Leur plan ? Utiliser des cocktails Molotov pour mettre le feu à la chambre de transfert de gaz de FOXTROT. Un acte qui, selon les autorités, aurait pu provoquer une chaîne d’explosions allant jusqu’à la plateforme de Vridi.
En clair, un scénario catastrophique, aux conséquences humaines et matérielles incalculables. Mais le projet ne se limitait pas à un sabotage industriel. Le Procureur souligne que le groupe cherchait également à semer la panique pour empêcher la tenue de l’élection présidentielle du 25 octobre 2025. Un acte clairement qualifié de terroriste.
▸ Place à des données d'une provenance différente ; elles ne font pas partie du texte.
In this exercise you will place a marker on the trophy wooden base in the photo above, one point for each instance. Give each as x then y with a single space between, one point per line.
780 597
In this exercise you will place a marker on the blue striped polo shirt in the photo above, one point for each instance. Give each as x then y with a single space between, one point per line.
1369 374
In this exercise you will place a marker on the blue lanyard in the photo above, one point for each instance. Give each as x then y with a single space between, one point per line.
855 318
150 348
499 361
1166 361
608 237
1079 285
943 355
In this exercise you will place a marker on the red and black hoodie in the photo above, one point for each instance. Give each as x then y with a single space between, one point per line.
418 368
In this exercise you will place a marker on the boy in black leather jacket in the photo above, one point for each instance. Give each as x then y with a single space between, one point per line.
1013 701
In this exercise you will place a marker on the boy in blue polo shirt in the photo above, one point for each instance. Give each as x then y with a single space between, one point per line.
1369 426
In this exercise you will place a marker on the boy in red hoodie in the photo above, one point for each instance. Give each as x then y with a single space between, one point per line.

Le 19 novembre 2025, les sept mis en cause ont été déférés devant la Section antiterroriste. Une information judiciaire a été ouverte et un mandat de dépôt émis. Ils devront répondre de plusieurs chefs d’accusation : actes terroristes, complot contre l’autorité de l’État, atteinte à l’ordre public et tentative d’incendie d’installation ou d’édifice.
Les sanctions encourues sont lourdes. Les faits sont réprimés par la loi de 2015 sur le terrorisme, renforcée en 2018 et 2024, ainsi que par plusieurs articles du Code pénal, dont ceux relatifs au complot, à la destruction d’installations sensibles et à la mise en danger de la population.
Pour Jacqueville, l’affaire suscite autant de soulagement que d’inquiétude. Soulagement de voir les suspects arrêtés ; inquiétude face à la gravité des intentions dévoilées. Malgré ces arrestations, l’enquête suit son cours.